The death of Osama Bin Laden deprives Islamic fundamentalist terrorism of a key symbol but its impact will be rather more obvious in the Western media than either in the threat posed by Islamic fundamentalists, or in the military ventures and systematic restrictions on civil liberties occasioned by the “war on terror” launched by 9/11.

If anything, the reported location of the military operation that killed him, Abbottabad in Pakistan, raises more questions about the United States’s relationship with that country and the incapacity or unwillingness of the Pakistani Government to play the sort of role in dealing with Islamic fundamentalist aggression expected by the West.

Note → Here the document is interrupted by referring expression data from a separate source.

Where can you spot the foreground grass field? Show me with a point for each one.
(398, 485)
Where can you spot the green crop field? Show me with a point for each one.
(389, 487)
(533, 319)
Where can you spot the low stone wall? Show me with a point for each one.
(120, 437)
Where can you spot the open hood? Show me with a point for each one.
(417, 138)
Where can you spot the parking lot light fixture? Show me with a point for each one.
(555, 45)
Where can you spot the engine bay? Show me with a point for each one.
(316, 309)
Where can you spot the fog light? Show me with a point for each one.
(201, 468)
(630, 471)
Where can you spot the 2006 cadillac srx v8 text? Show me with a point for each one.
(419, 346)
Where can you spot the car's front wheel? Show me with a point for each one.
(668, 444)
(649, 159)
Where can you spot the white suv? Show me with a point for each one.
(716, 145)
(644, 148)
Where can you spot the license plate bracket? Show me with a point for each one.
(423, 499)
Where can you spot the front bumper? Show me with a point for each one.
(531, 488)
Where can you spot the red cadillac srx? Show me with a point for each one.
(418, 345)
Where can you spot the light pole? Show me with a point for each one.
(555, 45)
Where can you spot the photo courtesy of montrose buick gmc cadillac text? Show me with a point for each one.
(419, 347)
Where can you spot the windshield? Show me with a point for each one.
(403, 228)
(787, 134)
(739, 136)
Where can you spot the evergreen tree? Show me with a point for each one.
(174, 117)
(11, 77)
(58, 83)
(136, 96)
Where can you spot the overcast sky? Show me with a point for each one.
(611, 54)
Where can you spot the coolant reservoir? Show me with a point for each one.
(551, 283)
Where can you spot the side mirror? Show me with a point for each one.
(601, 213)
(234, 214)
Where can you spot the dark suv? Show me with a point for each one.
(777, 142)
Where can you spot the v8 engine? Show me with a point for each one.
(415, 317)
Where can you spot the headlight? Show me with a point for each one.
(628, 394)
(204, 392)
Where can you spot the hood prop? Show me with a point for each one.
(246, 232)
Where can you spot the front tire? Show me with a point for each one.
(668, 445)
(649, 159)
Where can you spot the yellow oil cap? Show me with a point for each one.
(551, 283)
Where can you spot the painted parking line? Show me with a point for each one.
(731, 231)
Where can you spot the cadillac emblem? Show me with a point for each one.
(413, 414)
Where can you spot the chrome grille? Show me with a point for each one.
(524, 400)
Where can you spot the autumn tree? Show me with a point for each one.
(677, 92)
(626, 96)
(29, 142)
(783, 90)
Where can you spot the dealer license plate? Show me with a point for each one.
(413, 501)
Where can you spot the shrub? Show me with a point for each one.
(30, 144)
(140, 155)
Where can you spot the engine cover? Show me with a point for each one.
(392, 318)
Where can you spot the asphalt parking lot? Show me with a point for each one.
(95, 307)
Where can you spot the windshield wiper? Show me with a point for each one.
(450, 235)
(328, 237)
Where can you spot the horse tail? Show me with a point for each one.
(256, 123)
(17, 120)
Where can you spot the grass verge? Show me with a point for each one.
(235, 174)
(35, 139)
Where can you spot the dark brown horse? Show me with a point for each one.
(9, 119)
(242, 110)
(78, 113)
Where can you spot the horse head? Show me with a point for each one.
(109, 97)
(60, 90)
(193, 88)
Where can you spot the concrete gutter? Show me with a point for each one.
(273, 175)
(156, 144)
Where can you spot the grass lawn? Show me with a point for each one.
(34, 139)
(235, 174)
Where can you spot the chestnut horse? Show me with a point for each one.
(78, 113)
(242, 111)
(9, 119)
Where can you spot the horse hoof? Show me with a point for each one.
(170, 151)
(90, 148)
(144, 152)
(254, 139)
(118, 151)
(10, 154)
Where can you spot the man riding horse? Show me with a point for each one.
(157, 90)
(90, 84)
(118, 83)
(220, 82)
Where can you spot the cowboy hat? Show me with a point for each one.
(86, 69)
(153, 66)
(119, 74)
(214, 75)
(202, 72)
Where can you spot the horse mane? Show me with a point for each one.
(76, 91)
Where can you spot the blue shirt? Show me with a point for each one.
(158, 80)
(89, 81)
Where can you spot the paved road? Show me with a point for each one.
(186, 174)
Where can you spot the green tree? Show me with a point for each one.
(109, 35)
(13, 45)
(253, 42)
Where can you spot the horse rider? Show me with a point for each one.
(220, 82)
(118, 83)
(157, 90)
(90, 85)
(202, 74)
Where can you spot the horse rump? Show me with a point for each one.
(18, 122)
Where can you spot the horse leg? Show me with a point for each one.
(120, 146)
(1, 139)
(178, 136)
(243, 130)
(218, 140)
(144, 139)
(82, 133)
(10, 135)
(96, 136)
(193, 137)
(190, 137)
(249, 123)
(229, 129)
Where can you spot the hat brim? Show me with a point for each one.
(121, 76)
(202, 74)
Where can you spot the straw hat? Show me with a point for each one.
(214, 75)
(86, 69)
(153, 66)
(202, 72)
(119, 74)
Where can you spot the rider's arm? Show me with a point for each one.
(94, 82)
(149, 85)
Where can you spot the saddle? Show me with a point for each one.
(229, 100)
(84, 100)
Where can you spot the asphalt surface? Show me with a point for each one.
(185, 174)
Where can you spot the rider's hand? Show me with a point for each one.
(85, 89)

The role in the operation of Pakistan’s intelligence service, suspected of protecting Bin Laden for years, will be a matter of profound interest.

The death of the architect of such an historic act of mass slaughter will, understandably, be the basis for an outburst of nationalist joy in the US. But Bin Laden’s significance in the global war on terror has surely been marginal for years, particularly given al-Qaeda’s growing reliance on homegrown terrorism, in which Muslims radicalized by the wars in Iraq and Afghanistan and fundamentalist scholars in their midst, have started their own jihads, without having to rely on a fractured international terrorist group or a man living in hiding in Pakistan.

Indeed, let’s not forget that one of Bin Laden’s key goals in developing the plans that led to 9/11 – remember originally it was a much bigger operation to involve dozens of airliners – was to so infuriate the West and the US in particular that it would wildly lash out at the Muslim world, thereby accomplishing what al-Qaeda had hitherto been unable to itself – radicalizing entire generations of young Muslims across the world and send them into combat against the West.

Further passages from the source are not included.